The first of my four new plants this week is a close cousin of what many casual gardeners call a Chrysanthemum. But, it is not a Chrysanthemum, rather a Leucanthemum, specifically L. x superbum or Spellbook Lumos leucanthemum. Most Leucanthemum superbum plants that I have seen previously were predominately white in colour. This one, as you can see from the tiny photo is a bright yellow. It will lighten up any garden with its non-fading flowers. It needs to grow in full sun, and is small in stature, growing only to a height of 30 cm+ (one ft.+). It has a strong and sturdy habit and is said to be super floriferous, blooming from mid-spring through the summer. The pro-ducers say “these re-blooming beauties are fantastic for cool season combinations.” It is hardy to zone 5 and should be available from retail outlets who sell perennials from Valleybrook Gardens.

One seldom sees new Paeonia cultivars available in new cultivar lists such as this, but this year is an exception to that ‘rule’. Paeonia lactiflora ‘Sea Shell’ has highly fragrant blossoms of a shell pink colour with large orange centres. The plants are tall and graceful, but because the flowers are relatively light, they seldom require staking. The rich green foliage colour is maintained well into the season. The producer recommends the plant for beds, borders and even foundation planting. Sea Shell is an herbaceous fast grower that blooms in mid-spring. It prefers full sun locations. It will grow 76 – 91 cm (30 – 36 in.) tall and 61 – 76 cm (24 -30 in.) wide. Willowbrook Nurseries is the wholesale distributor in Canada.

My third choice for this week is an ornamental grass and the growers say it is the earliest purple colour of any perennial grass that they have seen. Panicum virgatum ‘Hot Rod’ or Hot Rod virgatum apparently starts off with blue-green foliage and then develops burgundy tips early, turning fully burgundy during the summer. The attractive airy seed heads are burgundy as well and start appearing as early as July. The plants are drought and salt tolerant, are native and deer-resistant. The producers suggest cutting some dried bouquets during the later summer, then leaving the seed heads on during the winter months for the wildlife to enjoy.

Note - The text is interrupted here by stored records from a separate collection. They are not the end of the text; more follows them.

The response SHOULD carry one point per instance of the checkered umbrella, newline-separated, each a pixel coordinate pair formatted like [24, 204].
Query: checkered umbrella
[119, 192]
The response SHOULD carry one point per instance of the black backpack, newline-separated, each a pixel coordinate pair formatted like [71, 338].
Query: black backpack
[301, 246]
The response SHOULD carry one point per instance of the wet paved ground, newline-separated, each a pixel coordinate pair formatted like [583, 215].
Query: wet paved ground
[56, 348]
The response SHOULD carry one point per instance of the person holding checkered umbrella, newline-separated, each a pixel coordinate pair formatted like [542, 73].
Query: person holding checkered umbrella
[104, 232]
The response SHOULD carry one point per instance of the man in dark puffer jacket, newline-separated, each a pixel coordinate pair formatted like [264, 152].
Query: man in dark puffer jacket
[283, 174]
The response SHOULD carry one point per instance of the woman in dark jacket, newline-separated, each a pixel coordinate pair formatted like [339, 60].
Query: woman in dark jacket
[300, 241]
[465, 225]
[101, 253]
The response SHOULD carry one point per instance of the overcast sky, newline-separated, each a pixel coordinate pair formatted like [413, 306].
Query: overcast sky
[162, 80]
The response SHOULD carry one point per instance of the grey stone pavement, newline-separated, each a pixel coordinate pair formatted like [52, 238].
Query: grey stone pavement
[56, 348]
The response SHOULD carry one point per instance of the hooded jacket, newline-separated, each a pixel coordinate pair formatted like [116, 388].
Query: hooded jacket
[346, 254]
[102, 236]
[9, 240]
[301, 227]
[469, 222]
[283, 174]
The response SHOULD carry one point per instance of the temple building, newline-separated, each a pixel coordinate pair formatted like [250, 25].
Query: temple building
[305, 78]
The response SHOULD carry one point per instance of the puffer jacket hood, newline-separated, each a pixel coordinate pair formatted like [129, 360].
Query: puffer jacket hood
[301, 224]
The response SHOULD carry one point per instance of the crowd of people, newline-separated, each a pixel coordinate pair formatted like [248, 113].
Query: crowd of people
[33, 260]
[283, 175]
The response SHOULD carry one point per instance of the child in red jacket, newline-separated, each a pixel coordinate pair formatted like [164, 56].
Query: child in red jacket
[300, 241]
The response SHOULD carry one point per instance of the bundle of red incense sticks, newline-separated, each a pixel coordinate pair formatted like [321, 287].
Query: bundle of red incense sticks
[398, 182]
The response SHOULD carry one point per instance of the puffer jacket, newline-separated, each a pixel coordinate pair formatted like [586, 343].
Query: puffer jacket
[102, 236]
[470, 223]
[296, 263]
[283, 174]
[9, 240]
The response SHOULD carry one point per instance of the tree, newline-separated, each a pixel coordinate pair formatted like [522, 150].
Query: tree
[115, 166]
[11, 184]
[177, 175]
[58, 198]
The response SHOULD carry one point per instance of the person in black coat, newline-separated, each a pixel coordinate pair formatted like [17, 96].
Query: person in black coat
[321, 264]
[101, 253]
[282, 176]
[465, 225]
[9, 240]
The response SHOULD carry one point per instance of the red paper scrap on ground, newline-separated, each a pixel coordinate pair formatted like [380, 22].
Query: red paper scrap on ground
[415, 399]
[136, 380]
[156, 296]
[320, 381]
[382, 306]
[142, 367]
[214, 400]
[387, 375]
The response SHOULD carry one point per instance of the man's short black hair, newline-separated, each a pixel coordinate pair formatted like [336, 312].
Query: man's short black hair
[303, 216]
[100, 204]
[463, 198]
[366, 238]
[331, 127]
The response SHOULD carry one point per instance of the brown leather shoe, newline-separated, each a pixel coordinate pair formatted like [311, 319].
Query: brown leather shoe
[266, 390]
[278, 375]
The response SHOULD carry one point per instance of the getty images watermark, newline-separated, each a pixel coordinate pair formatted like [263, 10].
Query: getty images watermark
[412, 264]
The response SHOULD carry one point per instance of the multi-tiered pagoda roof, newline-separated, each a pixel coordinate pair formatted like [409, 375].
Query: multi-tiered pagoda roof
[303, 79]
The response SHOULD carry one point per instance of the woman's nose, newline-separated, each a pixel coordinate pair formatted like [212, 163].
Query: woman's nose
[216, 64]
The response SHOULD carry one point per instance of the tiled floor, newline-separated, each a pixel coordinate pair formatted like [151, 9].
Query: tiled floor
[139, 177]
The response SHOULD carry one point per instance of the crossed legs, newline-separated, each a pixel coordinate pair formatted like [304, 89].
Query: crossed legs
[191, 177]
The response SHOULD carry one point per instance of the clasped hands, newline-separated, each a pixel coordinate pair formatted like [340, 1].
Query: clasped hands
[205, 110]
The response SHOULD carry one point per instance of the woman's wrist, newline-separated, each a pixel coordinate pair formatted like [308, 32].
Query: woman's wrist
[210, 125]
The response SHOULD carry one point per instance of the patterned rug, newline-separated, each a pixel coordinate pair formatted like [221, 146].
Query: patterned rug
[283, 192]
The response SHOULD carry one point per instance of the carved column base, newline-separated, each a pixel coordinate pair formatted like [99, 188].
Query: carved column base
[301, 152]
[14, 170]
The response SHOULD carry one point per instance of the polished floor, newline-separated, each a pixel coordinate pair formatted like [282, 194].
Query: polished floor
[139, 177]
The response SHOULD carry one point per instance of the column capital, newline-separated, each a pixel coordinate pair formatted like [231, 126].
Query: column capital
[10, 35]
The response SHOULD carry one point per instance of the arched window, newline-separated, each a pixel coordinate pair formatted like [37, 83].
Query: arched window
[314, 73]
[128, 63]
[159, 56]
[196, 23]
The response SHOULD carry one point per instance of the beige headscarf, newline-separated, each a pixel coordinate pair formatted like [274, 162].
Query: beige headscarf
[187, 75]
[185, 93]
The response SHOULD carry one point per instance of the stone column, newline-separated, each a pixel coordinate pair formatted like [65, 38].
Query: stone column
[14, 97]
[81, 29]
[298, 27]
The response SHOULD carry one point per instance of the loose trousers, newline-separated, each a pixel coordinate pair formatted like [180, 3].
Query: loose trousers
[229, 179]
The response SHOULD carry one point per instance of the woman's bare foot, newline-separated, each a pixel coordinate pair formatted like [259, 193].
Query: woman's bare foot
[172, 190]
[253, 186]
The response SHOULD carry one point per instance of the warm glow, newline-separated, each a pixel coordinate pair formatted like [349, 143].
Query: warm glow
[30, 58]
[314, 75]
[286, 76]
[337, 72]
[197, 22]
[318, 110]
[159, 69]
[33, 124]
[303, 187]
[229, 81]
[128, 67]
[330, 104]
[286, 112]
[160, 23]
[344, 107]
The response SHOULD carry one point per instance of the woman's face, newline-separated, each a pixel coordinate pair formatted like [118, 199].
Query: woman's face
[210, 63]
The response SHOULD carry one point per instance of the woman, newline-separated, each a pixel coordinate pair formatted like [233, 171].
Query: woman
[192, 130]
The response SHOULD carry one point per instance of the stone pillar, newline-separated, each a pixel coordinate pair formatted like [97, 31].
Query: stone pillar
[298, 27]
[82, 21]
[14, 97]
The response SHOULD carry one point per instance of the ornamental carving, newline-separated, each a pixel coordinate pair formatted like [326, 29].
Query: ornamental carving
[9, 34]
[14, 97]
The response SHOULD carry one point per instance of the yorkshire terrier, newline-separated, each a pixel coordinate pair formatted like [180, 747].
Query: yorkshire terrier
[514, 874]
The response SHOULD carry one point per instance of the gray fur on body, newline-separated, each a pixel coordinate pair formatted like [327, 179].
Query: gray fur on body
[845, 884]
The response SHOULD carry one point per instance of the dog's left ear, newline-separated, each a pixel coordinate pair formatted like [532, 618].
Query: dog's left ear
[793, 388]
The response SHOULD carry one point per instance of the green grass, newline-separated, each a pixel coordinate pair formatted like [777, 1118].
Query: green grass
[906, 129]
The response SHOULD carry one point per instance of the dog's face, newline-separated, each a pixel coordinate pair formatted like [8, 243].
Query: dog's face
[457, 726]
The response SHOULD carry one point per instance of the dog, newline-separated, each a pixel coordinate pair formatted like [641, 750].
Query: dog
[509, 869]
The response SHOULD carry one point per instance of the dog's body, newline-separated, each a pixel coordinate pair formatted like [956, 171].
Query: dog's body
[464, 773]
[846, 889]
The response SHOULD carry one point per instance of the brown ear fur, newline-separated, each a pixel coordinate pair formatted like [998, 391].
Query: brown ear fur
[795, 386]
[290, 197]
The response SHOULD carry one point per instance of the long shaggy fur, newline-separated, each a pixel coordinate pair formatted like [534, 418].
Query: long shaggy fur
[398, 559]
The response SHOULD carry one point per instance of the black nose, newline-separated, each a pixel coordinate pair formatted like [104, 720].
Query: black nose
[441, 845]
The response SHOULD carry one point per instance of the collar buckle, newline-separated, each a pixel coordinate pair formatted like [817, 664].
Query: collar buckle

Care of this plant is simple. It should be cut back in March before any new growth appears. Gardeners will find it useful in beds and borders. As to the amount of light, it prefers full or part sun. It will be found hardy in zones 4 to 10.

It grows 91 – 106 cm (3 – 4 ft.) tall and 61 – 76 cm (24 -30 in.) wide. As with the peony above, it is being wholesaled by Willowbrook Nurseries.

Finally for the herbaceous perennials this week I have Venice Blue austriaca (Veronica austriaca ‘Venice Blue’). It has rich blue flowers on spikes—the largest in its class. The flower spikes are short but each contains multiple flowers. Flowering in the spring it prefers full sun and is heat tolerant once roots are established. This is an easy-to-grow plant with tooth-like bright green foliage.

This Veronica is hardy at least to zone 5. It grows 30 cm (one ft.) tall. Availability to garden centres will be from Valleybrook Gardens.

Still to come in subsequent weeks are a few new roses and many new annual flowers.